Quand la pauvre madame Lewis, accompagnée de son fils, revint de rendre les derniers devoirs à celui qu’elle avait perdu, à ce doux et bon enfant si long-temps l’objet de sa sollicitude, elle trouva mistriss Holmes debout à côté de la porte de sa chambre avec la petite Constantine dans ses bras, qu’Agnès lui avait confiée pendant la cérémonie. Elle attendait avec impatience, dit-elle à la malheureuse mère, que tout fût fini pour que celle-ci pût emporter ses effets personnels de son petit appartement que mistriss Holmes avait déjà loué (lui dit-elle), à quelqu’un qui pourrait le payer.

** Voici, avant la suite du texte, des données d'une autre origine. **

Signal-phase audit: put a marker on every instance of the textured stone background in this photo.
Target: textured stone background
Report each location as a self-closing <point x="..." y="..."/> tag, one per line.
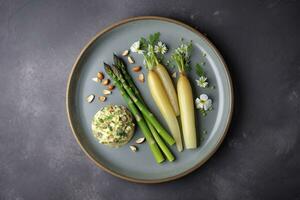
<point x="40" y="159"/>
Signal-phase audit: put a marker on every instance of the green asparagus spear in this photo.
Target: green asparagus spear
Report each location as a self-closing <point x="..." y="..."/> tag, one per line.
<point x="139" y="119"/>
<point x="121" y="66"/>
<point x="143" y="108"/>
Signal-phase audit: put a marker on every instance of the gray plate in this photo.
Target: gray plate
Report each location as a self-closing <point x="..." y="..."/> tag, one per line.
<point x="140" y="166"/>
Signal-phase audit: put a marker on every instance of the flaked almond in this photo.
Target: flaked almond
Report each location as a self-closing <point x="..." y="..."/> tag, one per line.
<point x="111" y="87"/>
<point x="125" y="53"/>
<point x="106" y="92"/>
<point x="141" y="78"/>
<point x="100" y="76"/>
<point x="102" y="98"/>
<point x="140" y="140"/>
<point x="105" y="82"/>
<point x="130" y="59"/>
<point x="133" y="148"/>
<point x="174" y="75"/>
<point x="96" y="79"/>
<point x="90" y="98"/>
<point x="136" y="68"/>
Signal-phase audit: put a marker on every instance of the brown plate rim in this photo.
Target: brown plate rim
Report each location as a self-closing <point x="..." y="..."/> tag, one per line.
<point x="109" y="28"/>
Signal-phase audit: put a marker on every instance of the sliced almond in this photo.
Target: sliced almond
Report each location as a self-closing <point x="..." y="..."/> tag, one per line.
<point x="105" y="82"/>
<point x="130" y="59"/>
<point x="133" y="148"/>
<point x="111" y="87"/>
<point x="141" y="78"/>
<point x="102" y="98"/>
<point x="174" y="75"/>
<point x="136" y="68"/>
<point x="90" y="98"/>
<point x="125" y="53"/>
<point x="140" y="140"/>
<point x="100" y="76"/>
<point x="96" y="79"/>
<point x="106" y="92"/>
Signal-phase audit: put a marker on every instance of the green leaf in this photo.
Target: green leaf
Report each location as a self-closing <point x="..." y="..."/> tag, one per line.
<point x="199" y="70"/>
<point x="153" y="38"/>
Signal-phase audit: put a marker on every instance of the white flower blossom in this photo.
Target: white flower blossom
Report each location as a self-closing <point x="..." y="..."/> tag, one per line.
<point x="160" y="48"/>
<point x="202" y="82"/>
<point x="135" y="47"/>
<point x="203" y="102"/>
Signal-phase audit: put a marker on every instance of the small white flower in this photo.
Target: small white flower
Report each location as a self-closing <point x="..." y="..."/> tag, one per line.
<point x="203" y="103"/>
<point x="160" y="48"/>
<point x="202" y="82"/>
<point x="135" y="47"/>
<point x="140" y="51"/>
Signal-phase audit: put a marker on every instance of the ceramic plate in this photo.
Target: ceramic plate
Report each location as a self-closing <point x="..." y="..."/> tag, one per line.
<point x="140" y="166"/>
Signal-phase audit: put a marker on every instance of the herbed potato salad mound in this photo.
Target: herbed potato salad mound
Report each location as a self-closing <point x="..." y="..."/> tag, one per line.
<point x="113" y="125"/>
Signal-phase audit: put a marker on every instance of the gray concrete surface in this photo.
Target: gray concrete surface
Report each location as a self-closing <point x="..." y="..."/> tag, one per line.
<point x="40" y="159"/>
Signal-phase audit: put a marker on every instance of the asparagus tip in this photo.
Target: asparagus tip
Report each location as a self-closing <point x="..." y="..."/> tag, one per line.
<point x="106" y="67"/>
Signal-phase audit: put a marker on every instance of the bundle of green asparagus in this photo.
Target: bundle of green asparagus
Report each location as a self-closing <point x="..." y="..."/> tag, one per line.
<point x="151" y="128"/>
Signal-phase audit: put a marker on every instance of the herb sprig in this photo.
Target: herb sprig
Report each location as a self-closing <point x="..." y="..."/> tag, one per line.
<point x="181" y="56"/>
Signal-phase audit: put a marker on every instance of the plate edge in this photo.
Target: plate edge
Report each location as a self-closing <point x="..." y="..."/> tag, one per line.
<point x="119" y="23"/>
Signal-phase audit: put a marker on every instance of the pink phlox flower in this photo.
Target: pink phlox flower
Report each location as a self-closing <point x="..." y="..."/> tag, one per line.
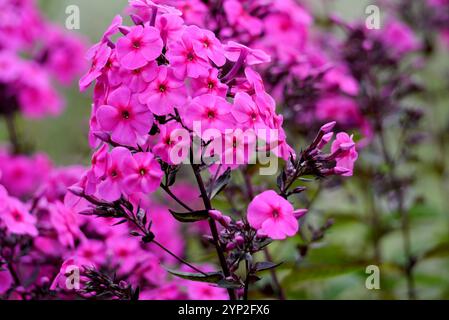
<point x="110" y="188"/>
<point x="254" y="56"/>
<point x="207" y="45"/>
<point x="16" y="216"/>
<point x="140" y="46"/>
<point x="239" y="17"/>
<point x="212" y="112"/>
<point x="127" y="119"/>
<point x="272" y="215"/>
<point x="164" y="93"/>
<point x="171" y="136"/>
<point x="209" y="85"/>
<point x="99" y="55"/>
<point x="170" y="27"/>
<point x="184" y="59"/>
<point x="143" y="173"/>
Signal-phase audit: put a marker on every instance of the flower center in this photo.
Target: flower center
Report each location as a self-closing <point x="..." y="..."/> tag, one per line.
<point x="125" y="114"/>
<point x="190" y="56"/>
<point x="137" y="44"/>
<point x="206" y="43"/>
<point x="211" y="114"/>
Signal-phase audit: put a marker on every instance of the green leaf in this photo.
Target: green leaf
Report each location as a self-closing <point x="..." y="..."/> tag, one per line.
<point x="209" y="277"/>
<point x="190" y="217"/>
<point x="320" y="272"/>
<point x="439" y="251"/>
<point x="266" y="265"/>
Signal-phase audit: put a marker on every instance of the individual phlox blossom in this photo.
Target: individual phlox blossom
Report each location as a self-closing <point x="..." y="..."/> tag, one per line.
<point x="207" y="45"/>
<point x="70" y="266"/>
<point x="143" y="173"/>
<point x="16" y="216"/>
<point x="253" y="56"/>
<point x="170" y="27"/>
<point x="141" y="45"/>
<point x="125" y="117"/>
<point x="137" y="80"/>
<point x="345" y="152"/>
<point x="164" y="94"/>
<point x="272" y="216"/>
<point x="148" y="4"/>
<point x="183" y="57"/>
<point x="209" y="85"/>
<point x="245" y="111"/>
<point x="99" y="56"/>
<point x="209" y="112"/>
<point x="172" y="143"/>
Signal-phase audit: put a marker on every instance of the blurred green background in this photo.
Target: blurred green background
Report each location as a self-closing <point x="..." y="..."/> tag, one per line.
<point x="335" y="268"/>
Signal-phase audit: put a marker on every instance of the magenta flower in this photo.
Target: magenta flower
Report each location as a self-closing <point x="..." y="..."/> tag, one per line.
<point x="254" y="56"/>
<point x="123" y="116"/>
<point x="273" y="216"/>
<point x="137" y="80"/>
<point x="212" y="111"/>
<point x="184" y="59"/>
<point x="170" y="27"/>
<point x="140" y="46"/>
<point x="166" y="143"/>
<point x="111" y="186"/>
<point x="99" y="55"/>
<point x="16" y="217"/>
<point x="164" y="93"/>
<point x="209" y="85"/>
<point x="207" y="45"/>
<point x="245" y="111"/>
<point x="143" y="173"/>
<point x="346" y="153"/>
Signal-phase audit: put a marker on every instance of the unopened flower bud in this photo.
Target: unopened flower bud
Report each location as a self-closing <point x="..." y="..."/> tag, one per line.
<point x="77" y="191"/>
<point x="328" y="127"/>
<point x="136" y="19"/>
<point x="225" y="221"/>
<point x="239" y="240"/>
<point x="340" y="171"/>
<point x="230" y="246"/>
<point x="124" y="30"/>
<point x="325" y="140"/>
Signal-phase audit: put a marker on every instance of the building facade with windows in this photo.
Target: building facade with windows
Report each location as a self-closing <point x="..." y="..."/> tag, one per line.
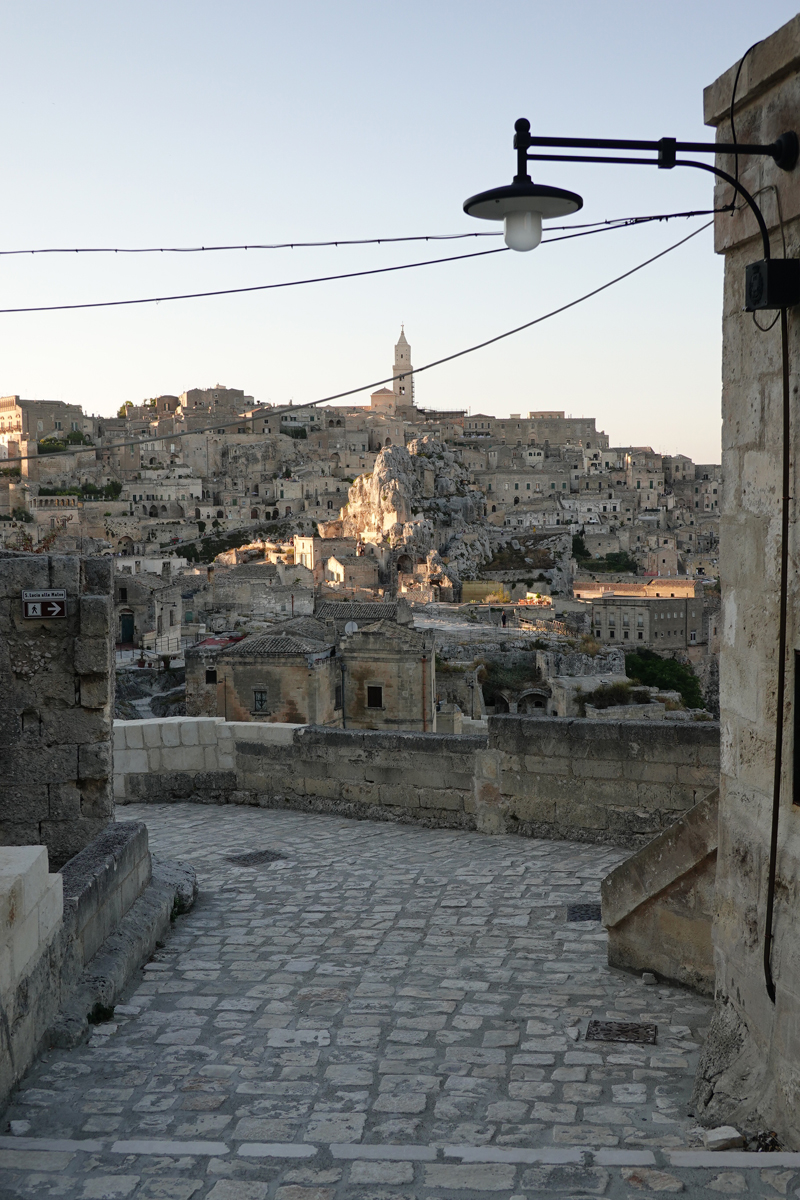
<point x="662" y="623"/>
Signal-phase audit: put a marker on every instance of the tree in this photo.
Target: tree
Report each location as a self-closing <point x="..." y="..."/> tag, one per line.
<point x="648" y="669"/>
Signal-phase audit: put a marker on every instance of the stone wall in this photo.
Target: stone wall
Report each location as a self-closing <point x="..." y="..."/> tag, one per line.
<point x="750" y="1073"/>
<point x="55" y="705"/>
<point x="53" y="929"/>
<point x="659" y="905"/>
<point x="539" y="777"/>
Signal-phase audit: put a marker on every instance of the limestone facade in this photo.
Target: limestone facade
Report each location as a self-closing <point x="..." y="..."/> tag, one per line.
<point x="750" y="1073"/>
<point x="55" y="705"/>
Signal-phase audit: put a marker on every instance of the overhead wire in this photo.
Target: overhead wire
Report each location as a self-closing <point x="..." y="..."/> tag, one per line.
<point x="340" y="241"/>
<point x="601" y="227"/>
<point x="264" y="412"/>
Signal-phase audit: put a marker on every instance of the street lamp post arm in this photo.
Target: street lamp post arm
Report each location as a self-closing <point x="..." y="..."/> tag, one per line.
<point x="783" y="150"/>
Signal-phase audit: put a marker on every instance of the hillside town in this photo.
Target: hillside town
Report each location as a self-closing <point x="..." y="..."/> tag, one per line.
<point x="398" y="799"/>
<point x="456" y="539"/>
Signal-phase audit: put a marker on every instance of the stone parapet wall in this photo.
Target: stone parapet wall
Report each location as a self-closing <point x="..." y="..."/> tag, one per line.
<point x="606" y="781"/>
<point x="540" y="777"/>
<point x="55" y="703"/>
<point x="52" y="928"/>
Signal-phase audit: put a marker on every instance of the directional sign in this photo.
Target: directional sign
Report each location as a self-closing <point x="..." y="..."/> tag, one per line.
<point x="44" y="605"/>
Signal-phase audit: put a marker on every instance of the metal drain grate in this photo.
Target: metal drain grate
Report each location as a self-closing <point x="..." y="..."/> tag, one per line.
<point x="583" y="912"/>
<point x="621" y="1031"/>
<point x="254" y="857"/>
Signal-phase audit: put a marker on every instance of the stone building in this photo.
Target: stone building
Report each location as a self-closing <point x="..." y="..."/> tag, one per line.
<point x="660" y="623"/>
<point x="277" y="677"/>
<point x="55" y="703"/>
<point x="750" y="1072"/>
<point x="390" y="678"/>
<point x="148" y="604"/>
<point x="353" y="570"/>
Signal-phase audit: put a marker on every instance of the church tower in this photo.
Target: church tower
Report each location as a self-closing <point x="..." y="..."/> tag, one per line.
<point x="403" y="382"/>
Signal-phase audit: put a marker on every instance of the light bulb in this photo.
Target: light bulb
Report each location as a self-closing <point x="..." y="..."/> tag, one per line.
<point x="522" y="231"/>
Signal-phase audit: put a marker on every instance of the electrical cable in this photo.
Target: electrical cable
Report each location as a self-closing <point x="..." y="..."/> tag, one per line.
<point x="257" y="287"/>
<point x="353" y="391"/>
<point x="605" y="227"/>
<point x="780" y="715"/>
<point x="733" y="101"/>
<point x="342" y="241"/>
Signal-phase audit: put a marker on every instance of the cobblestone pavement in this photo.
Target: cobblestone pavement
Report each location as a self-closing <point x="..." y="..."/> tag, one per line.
<point x="384" y="1013"/>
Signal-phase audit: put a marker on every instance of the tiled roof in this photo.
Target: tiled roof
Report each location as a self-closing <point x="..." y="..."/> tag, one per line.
<point x="276" y="646"/>
<point x="344" y="610"/>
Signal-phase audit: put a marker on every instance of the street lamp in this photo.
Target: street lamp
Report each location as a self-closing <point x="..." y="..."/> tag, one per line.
<point x="522" y="205"/>
<point x="769" y="283"/>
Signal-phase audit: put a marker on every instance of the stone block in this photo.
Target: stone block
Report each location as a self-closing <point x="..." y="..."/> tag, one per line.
<point x="65" y="802"/>
<point x="170" y="732"/>
<point x="95" y="691"/>
<point x="134" y="762"/>
<point x="597" y="768"/>
<point x="23" y="804"/>
<point x="92" y="655"/>
<point x="206" y="731"/>
<point x="581" y="816"/>
<point x="95" y="616"/>
<point x="151" y="733"/>
<point x="72" y="725"/>
<point x="650" y="772"/>
<point x="439" y="798"/>
<point x="23" y="881"/>
<point x="95" y="761"/>
<point x="50" y="909"/>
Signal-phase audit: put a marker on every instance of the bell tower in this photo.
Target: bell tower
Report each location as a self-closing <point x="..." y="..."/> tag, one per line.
<point x="402" y="381"/>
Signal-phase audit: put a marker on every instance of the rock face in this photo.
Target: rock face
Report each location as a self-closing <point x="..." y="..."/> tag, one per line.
<point x="420" y="501"/>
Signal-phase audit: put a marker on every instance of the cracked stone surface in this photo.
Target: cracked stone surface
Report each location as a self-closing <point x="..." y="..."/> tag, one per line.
<point x="385" y="1012"/>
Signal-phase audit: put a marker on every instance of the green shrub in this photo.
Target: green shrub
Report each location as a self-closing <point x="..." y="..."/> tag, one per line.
<point x="645" y="667"/>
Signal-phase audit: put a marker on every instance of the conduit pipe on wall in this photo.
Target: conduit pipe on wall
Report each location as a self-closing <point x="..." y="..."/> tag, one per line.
<point x="781" y="664"/>
<point x="425" y="688"/>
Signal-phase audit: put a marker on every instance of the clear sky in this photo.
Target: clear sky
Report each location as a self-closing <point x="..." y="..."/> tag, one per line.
<point x="178" y="123"/>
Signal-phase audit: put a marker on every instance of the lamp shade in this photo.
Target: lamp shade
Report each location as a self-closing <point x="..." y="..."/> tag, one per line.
<point x="524" y="197"/>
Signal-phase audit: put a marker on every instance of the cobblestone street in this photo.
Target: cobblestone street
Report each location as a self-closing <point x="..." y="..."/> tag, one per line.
<point x="383" y="1012"/>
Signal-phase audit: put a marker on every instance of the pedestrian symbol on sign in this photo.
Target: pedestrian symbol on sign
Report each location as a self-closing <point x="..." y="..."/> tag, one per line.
<point x="48" y="605"/>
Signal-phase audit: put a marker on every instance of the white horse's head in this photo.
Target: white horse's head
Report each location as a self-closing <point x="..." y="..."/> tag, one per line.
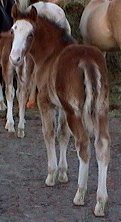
<point x="23" y="33"/>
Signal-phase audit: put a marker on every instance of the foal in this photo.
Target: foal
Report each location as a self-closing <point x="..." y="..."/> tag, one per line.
<point x="74" y="79"/>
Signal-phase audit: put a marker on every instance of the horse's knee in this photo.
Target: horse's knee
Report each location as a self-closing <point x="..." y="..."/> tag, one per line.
<point x="103" y="149"/>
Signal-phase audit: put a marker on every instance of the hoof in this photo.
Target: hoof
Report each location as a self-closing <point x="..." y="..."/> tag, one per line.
<point x="30" y="104"/>
<point x="62" y="177"/>
<point x="51" y="179"/>
<point x="2" y="106"/>
<point x="79" y="197"/>
<point x="21" y="133"/>
<point x="10" y="127"/>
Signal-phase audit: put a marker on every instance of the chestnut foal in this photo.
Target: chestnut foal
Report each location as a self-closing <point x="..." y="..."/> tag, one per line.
<point x="73" y="78"/>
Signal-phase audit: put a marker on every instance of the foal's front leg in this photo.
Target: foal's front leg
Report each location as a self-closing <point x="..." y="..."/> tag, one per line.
<point x="102" y="142"/>
<point x="48" y="127"/>
<point x="2" y="103"/>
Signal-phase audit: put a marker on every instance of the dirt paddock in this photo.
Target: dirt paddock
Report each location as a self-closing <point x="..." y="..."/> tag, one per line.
<point x="24" y="197"/>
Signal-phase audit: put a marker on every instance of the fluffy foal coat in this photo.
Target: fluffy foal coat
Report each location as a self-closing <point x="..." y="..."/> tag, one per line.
<point x="73" y="78"/>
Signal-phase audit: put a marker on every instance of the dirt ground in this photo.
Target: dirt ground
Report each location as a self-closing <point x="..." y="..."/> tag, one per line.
<point x="24" y="197"/>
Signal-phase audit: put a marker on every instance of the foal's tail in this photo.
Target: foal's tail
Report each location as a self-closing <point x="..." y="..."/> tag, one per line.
<point x="95" y="100"/>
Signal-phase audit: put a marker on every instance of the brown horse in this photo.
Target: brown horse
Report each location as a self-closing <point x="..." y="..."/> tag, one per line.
<point x="100" y="24"/>
<point x="74" y="79"/>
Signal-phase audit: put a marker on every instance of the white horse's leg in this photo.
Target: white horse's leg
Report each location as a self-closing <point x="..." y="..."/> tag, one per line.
<point x="32" y="96"/>
<point x="103" y="156"/>
<point x="48" y="123"/>
<point x="22" y="90"/>
<point x="63" y="139"/>
<point x="10" y="92"/>
<point x="2" y="104"/>
<point x="22" y="98"/>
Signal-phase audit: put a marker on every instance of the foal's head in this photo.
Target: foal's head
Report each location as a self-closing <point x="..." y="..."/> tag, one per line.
<point x="23" y="34"/>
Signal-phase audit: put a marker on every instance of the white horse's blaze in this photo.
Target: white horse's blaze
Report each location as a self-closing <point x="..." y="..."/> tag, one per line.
<point x="21" y="30"/>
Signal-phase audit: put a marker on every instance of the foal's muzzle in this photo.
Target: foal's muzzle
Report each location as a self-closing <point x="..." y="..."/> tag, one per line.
<point x="16" y="59"/>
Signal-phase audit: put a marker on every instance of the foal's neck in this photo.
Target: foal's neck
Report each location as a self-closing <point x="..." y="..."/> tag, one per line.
<point x="49" y="39"/>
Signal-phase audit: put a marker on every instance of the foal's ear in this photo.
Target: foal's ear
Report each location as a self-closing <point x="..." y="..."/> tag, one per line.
<point x="33" y="13"/>
<point x="15" y="12"/>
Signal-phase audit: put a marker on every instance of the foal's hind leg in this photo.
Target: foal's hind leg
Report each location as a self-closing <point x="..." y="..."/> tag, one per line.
<point x="9" y="92"/>
<point x="82" y="146"/>
<point x="2" y="104"/>
<point x="63" y="139"/>
<point x="102" y="140"/>
<point x="48" y="124"/>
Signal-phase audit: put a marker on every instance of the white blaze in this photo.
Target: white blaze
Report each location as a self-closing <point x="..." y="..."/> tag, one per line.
<point x="21" y="30"/>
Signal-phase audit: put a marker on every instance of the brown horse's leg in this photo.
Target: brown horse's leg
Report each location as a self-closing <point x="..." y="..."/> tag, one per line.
<point x="47" y="112"/>
<point x="82" y="146"/>
<point x="63" y="139"/>
<point x="102" y="141"/>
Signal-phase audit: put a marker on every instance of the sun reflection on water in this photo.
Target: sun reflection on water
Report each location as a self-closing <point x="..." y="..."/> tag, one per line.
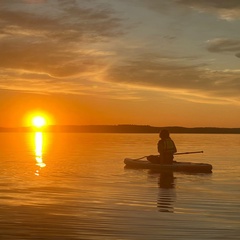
<point x="39" y="152"/>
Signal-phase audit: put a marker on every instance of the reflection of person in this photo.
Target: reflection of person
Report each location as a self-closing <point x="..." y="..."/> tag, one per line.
<point x="166" y="149"/>
<point x="166" y="196"/>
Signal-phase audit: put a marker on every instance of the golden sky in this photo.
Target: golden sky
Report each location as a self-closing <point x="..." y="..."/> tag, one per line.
<point x="159" y="63"/>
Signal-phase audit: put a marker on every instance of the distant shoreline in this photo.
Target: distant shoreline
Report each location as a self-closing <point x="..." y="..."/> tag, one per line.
<point x="123" y="128"/>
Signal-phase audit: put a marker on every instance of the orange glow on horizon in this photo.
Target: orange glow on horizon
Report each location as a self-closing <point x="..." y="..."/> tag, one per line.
<point x="38" y="120"/>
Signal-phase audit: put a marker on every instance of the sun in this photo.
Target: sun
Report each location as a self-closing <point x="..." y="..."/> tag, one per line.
<point x="39" y="121"/>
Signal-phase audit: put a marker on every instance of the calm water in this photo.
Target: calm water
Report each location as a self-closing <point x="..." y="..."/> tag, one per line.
<point x="74" y="186"/>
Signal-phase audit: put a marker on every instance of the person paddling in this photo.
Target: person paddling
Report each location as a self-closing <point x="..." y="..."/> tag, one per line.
<point x="166" y="148"/>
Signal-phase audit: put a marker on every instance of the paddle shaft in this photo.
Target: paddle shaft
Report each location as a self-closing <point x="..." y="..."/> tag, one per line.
<point x="188" y="153"/>
<point x="174" y="154"/>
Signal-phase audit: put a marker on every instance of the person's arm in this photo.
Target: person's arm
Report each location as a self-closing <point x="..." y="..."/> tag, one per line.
<point x="160" y="147"/>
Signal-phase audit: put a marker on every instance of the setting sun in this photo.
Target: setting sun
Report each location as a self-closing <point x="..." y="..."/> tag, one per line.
<point x="39" y="121"/>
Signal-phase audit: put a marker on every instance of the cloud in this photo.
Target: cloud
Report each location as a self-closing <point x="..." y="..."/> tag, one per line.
<point x="58" y="43"/>
<point x="195" y="80"/>
<point x="219" y="45"/>
<point x="228" y="10"/>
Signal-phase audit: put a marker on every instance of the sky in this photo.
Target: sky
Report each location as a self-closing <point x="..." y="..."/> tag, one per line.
<point x="145" y="62"/>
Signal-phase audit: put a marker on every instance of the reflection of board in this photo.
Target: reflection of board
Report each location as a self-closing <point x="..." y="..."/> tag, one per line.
<point x="176" y="166"/>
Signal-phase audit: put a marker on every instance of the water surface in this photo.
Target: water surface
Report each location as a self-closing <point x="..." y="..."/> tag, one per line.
<point x="75" y="186"/>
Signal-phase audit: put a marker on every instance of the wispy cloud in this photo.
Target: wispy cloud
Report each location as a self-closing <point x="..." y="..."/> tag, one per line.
<point x="228" y="10"/>
<point x="224" y="45"/>
<point x="85" y="47"/>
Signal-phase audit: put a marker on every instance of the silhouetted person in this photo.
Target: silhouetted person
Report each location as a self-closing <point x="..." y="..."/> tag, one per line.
<point x="166" y="149"/>
<point x="166" y="197"/>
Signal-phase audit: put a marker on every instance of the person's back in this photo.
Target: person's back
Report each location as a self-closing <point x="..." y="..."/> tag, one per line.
<point x="166" y="147"/>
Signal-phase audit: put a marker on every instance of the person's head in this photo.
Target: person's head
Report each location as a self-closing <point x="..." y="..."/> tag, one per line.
<point x="164" y="134"/>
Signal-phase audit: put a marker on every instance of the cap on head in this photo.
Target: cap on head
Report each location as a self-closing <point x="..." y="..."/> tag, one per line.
<point x="164" y="134"/>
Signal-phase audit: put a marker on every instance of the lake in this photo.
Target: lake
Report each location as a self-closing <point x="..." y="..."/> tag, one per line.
<point x="74" y="186"/>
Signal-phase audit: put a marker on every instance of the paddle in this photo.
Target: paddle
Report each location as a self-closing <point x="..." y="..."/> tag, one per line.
<point x="174" y="154"/>
<point x="188" y="153"/>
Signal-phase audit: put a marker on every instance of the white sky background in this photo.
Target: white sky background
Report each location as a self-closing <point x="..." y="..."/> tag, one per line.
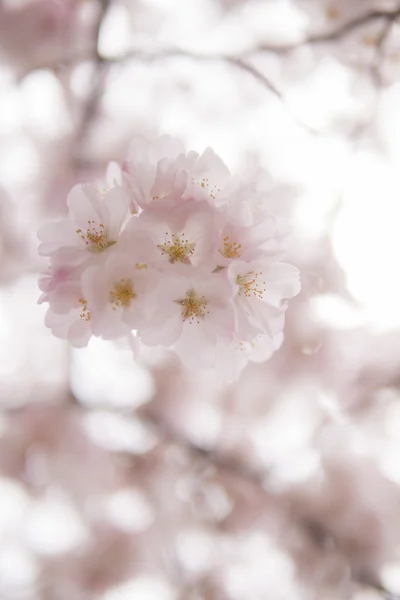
<point x="331" y="151"/>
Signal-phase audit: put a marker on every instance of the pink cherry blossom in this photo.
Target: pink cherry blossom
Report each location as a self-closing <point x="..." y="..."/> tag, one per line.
<point x="184" y="234"/>
<point x="117" y="293"/>
<point x="194" y="313"/>
<point x="93" y="224"/>
<point x="261" y="288"/>
<point x="175" y="251"/>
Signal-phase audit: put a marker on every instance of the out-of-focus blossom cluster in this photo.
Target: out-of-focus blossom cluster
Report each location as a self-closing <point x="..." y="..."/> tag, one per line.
<point x="175" y="251"/>
<point x="127" y="479"/>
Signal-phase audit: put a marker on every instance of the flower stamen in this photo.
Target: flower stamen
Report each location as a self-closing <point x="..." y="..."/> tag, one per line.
<point x="122" y="294"/>
<point x="193" y="307"/>
<point x="178" y="248"/>
<point x="95" y="237"/>
<point x="230" y="249"/>
<point x="85" y="314"/>
<point x="249" y="286"/>
<point x="205" y="184"/>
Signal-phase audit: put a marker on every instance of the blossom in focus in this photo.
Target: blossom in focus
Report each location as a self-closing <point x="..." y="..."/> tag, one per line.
<point x="93" y="225"/>
<point x="174" y="250"/>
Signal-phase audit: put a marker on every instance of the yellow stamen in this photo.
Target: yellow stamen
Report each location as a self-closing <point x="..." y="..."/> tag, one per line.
<point x="249" y="286"/>
<point x="95" y="237"/>
<point x="178" y="248"/>
<point x="193" y="306"/>
<point x="122" y="294"/>
<point x="85" y="314"/>
<point x="205" y="184"/>
<point x="230" y="249"/>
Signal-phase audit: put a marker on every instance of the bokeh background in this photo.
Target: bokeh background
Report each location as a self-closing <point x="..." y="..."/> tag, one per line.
<point x="126" y="481"/>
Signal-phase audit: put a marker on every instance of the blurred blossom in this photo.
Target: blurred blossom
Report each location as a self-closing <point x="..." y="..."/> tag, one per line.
<point x="127" y="477"/>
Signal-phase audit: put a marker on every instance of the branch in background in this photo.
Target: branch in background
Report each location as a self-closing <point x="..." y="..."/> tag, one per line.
<point x="330" y="36"/>
<point x="89" y="109"/>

Madame Lewis était incapable dans ce moment de douleur de contester ; et si l’appartement avait en effet un nouvel occupant, elle n’y voulait pas rester jusqu’à ce qu’on vînt la chasser. Reprenant donc sa fille qu’elle serra contre son cœur déchiré, elle dit à Ludovico d’aller dans leur chambre prendre le paquet qu’elle avait déjà préparé, bien petit, hélas ! puisqu’un enfant de onze ans au plus put s’en charger et le porter lestement sur ses épaules. Déjà dans la journée il avait fait deux courses à la prison ; l’une pour visiter son père, l’autre pour lui apporter son attirail de peinture, son chevalet, sa palette, sa boîte à couleurs. Maintenant toute la famille allait se réunir dans cette triste demeure, la seule où, pour le moment, ils pouvaient trouver un asile, lorsque Ludovico se rappela tout-à-coup la promesse qu’il avait faite à M. Bradley le tailleur, d’aller d’abord après l’enterrement lui porter l’habit qu’il avait mis. Il raconta le tout à sa mère : « J’y vais avec ce paquet, lui dit-il, je me déshabillerai chez lui, et je lui laisserai ceux-ci ».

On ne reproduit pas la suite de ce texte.